While Social Security's total income is projected to exceed its total costs through 2019, starting then, money will need to be drawn from the trust funds to cover the program's anticipated income shortfall. And though there's enough money in the trust funds to keep paying beneficiaries until 2034, at that point, the fund's reserves are expected to be depleted. When this happens, the only income source for the program will be the money it collects via taxes.
Now the good news here is that anticipated tax revenues should be enough to pay 75% of scheduled benefits once the trust funds run out. The bad news, however, is that for those who rely on Social Security as their sole source of income, a 25% reduction in benefits could be downright catastrophic.
Retirees are falling short on savings
The National Academy of Social Insurance reports that as many as 65% of beneficiaries rely on Social Security for the majority of their retirement income. Even more frighteningly, Social Security represents the sole source of income for almost 25% of those 65 and older.
While today's retirees may not have to worry about a sudden 25% reduction in benefits, for future retirees, it's a very real possibility -- which means that those set to retire in 2034 or later need to take matters into their own hands and start saving independently. Currently, an estimated 33% of Americans have absolutely no retirement savings, while 23% admit to having less than $10,000 saved. This collective failure to save, coupled with the widespread disappearance of pensions and other such forms of retirement income, is forcing more and more Americans to put their faith in Social Security.

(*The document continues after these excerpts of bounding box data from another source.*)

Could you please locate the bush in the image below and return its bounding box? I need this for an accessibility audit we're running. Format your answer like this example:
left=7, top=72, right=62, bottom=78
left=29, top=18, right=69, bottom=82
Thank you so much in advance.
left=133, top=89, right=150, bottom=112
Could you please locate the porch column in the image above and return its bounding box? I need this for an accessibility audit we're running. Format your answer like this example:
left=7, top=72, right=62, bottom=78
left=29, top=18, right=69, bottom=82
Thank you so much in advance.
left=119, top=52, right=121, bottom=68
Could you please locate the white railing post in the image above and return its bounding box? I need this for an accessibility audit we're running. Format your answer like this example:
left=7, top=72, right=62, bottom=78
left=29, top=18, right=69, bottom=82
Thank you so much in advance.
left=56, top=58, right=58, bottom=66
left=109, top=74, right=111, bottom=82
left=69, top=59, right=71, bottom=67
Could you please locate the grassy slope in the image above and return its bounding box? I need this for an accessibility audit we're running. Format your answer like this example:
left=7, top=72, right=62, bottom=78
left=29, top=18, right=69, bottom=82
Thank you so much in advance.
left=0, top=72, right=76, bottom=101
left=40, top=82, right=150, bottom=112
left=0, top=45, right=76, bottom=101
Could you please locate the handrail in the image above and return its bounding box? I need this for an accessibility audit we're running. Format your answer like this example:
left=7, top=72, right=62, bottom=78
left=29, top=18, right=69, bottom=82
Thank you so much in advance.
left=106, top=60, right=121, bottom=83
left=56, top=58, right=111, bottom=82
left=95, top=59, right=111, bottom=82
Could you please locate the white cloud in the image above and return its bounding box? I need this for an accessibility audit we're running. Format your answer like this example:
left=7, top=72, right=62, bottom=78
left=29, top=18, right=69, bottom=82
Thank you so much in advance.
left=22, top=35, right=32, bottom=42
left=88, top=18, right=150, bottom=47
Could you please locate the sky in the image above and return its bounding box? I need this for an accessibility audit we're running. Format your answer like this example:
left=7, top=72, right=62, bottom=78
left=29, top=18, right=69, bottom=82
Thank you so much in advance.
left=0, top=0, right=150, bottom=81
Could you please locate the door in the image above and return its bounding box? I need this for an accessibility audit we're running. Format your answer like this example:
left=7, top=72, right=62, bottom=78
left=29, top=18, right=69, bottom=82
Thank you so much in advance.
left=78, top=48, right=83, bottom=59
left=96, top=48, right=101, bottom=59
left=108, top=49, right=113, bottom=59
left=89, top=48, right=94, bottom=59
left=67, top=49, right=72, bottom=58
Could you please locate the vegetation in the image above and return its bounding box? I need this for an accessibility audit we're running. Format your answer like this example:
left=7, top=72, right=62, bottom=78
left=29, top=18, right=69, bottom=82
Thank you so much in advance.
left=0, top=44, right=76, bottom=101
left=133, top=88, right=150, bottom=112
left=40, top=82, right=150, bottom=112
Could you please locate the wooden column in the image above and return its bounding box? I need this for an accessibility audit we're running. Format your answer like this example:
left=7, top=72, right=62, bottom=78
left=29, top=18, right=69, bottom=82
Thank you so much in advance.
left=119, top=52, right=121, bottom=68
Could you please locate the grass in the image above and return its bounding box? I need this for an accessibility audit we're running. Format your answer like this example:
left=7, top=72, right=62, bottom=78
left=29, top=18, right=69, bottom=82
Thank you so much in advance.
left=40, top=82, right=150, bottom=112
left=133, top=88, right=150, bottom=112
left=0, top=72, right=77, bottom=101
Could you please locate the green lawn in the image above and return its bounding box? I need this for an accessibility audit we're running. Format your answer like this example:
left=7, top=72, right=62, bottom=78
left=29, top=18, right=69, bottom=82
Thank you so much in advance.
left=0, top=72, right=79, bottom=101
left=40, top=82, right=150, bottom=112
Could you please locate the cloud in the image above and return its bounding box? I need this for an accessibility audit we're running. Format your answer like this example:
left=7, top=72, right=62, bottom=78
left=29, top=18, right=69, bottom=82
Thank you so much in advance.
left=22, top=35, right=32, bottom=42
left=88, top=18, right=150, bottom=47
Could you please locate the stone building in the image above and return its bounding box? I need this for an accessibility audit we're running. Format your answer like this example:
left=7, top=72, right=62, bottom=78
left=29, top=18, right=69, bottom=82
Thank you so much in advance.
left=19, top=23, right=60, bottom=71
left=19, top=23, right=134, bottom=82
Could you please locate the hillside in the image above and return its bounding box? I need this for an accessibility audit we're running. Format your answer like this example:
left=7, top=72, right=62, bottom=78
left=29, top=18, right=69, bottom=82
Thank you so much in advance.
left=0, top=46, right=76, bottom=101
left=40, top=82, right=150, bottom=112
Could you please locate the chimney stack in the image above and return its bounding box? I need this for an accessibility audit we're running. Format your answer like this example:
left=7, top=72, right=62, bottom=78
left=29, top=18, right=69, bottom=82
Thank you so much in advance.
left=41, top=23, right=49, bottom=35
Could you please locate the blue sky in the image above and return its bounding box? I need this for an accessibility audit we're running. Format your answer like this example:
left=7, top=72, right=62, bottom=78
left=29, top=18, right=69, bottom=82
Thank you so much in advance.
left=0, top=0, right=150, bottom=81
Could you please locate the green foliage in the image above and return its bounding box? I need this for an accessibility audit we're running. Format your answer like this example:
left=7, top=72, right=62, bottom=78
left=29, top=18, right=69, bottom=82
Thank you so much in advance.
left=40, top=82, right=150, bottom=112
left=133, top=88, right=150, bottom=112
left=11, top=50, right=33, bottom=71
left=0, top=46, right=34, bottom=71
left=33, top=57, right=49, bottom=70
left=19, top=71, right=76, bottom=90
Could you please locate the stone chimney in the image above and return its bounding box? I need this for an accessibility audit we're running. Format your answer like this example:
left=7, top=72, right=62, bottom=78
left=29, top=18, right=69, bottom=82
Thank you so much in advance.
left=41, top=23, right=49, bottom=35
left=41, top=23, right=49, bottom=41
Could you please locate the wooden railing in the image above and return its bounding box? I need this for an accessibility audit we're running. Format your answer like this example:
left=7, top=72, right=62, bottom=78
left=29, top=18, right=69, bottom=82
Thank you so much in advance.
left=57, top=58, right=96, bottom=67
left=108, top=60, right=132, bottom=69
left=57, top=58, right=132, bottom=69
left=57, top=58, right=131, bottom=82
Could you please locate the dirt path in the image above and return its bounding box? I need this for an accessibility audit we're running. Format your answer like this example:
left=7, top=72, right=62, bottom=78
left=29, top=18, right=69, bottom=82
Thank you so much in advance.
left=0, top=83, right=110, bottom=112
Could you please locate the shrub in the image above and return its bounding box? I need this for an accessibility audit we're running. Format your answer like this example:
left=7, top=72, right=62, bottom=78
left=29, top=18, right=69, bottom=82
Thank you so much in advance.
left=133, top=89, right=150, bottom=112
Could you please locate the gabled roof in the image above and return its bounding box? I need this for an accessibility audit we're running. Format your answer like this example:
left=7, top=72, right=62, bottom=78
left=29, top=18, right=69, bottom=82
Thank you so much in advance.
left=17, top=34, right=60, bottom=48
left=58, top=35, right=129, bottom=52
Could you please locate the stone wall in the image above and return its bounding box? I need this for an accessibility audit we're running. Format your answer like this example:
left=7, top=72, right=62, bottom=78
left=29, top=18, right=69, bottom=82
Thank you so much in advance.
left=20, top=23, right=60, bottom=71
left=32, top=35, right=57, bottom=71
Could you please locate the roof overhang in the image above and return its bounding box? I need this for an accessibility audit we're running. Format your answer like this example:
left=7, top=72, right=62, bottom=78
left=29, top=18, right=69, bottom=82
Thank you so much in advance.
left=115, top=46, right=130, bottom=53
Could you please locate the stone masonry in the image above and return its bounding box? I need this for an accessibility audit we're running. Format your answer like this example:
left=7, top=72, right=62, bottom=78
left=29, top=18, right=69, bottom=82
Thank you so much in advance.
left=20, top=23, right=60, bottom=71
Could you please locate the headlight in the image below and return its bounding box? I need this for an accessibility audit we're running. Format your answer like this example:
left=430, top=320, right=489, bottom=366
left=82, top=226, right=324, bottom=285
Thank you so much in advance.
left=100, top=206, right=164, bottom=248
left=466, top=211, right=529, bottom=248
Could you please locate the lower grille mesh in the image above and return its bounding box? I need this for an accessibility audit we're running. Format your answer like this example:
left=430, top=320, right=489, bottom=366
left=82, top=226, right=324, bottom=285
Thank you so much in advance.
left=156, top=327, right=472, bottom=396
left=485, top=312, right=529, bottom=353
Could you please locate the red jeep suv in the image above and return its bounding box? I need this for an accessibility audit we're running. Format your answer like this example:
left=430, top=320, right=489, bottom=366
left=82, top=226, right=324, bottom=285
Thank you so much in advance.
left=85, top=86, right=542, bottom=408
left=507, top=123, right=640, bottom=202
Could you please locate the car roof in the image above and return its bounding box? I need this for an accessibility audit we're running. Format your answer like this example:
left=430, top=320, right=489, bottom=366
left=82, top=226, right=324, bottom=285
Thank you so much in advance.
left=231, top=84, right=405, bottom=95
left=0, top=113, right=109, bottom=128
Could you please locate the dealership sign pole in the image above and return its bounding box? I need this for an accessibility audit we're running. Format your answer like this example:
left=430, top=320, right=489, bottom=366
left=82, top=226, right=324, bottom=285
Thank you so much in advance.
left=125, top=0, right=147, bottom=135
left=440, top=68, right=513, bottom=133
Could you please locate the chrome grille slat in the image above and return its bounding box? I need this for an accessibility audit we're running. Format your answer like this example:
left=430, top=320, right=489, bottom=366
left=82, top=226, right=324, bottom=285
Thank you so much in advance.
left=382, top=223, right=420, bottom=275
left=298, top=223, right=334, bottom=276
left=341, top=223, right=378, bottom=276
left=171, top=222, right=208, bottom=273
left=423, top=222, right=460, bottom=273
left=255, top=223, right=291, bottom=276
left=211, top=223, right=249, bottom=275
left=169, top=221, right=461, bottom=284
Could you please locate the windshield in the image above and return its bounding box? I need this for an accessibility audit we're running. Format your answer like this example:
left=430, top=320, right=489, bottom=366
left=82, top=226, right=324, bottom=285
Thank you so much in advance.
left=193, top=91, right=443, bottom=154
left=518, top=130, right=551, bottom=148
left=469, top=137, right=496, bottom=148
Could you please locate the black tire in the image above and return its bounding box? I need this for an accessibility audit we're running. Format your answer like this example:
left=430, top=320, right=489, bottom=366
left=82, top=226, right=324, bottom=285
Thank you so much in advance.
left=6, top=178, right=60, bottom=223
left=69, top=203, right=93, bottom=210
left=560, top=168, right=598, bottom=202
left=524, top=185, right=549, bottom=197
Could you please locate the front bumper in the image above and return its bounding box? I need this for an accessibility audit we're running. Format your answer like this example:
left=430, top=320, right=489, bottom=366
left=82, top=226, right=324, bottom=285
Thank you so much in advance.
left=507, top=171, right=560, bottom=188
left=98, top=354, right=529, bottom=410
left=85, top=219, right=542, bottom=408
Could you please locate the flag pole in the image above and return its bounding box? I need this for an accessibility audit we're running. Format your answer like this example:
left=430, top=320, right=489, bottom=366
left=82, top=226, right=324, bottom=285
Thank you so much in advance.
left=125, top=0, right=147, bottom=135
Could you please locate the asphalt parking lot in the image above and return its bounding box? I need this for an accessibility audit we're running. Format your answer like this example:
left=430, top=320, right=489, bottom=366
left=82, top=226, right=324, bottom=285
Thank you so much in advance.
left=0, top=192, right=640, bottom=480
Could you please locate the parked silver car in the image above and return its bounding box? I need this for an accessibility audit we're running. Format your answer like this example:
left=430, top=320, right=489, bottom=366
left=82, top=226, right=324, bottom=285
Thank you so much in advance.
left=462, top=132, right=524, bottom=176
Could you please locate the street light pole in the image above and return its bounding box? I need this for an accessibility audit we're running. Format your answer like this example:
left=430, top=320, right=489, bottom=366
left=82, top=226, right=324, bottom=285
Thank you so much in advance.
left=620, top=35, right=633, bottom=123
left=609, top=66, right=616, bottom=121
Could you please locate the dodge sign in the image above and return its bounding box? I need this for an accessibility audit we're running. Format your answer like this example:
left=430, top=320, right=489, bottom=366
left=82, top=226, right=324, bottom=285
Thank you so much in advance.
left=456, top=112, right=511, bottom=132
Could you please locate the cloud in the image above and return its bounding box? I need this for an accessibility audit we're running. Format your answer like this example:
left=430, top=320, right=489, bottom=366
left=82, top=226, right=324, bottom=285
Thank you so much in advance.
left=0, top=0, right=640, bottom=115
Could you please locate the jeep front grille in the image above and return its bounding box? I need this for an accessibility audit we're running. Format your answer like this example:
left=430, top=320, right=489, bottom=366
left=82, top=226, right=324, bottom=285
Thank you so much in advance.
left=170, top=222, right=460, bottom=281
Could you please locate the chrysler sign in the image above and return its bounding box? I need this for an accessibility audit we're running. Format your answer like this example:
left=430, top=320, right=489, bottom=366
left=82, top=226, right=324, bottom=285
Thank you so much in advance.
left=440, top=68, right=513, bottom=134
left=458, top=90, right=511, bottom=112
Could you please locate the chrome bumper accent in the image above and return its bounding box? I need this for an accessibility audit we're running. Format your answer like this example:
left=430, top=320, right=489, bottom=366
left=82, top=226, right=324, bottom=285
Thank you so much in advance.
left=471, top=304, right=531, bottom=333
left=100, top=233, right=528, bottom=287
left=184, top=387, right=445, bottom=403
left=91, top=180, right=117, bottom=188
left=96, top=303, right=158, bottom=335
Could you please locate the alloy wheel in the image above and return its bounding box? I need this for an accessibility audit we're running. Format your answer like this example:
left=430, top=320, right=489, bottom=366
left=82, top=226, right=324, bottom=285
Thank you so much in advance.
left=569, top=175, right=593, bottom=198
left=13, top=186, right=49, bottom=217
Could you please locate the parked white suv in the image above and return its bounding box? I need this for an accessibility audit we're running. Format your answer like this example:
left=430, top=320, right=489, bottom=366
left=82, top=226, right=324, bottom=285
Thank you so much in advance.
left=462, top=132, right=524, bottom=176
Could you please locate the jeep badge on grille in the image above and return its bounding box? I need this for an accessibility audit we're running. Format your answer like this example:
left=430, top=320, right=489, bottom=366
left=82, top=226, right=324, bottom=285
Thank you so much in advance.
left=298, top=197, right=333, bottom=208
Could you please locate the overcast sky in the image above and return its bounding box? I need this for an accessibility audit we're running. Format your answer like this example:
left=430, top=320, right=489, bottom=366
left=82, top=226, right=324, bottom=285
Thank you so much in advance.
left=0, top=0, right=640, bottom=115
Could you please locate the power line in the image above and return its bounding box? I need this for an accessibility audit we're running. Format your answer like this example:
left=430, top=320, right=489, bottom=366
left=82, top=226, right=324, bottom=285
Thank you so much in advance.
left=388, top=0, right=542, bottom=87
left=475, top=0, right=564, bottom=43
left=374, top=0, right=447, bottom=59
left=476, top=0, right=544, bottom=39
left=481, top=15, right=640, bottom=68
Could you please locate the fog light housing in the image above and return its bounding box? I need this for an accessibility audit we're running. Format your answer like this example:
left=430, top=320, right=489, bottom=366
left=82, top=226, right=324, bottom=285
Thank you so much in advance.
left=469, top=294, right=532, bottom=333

But even without a reduction in benefits on the table, today's average beneficiary receives just $1,341 in monthly Social Security income. For many Americans, that just isn't enough to live on.
Start saving today
Unless you're willing to risk running out of money in retirement, your best bet is to forget about Social Security -- even though the program is expected to continue paying out the majority of its benefits for the foreseeable future. Even in its current state, Social Security is only designed to replace about 40% of the average worker's pre-retirement income. Most people need 70% or more of their pre-retirement income to keep up with living costs once they're no longer working. If you're looking at retiring in 2034 or later -- which means you might face a 25% benefits reduction -- you'll need to work even harder to bridge that gap.
But here's the bright side: If you're not planning to retire till 2034, it means you still have a decent amount of time to amass some savings. If you manage to save $200 a month starting tomorrow, invest it, and generate an average annual return of 8%, in 18 years, you'll have about $90,000 for retirement. Save $500 a month, and you'll have a cool $225,000 by the time retirement rolls around.
Even if future Social Security benefits do take a hit when the trust funds run out, you won't suffer from that shortfall if you're smart about saving on your own. And the sooner you begin, the better your chances of achieving financial security when it's your turn to retire.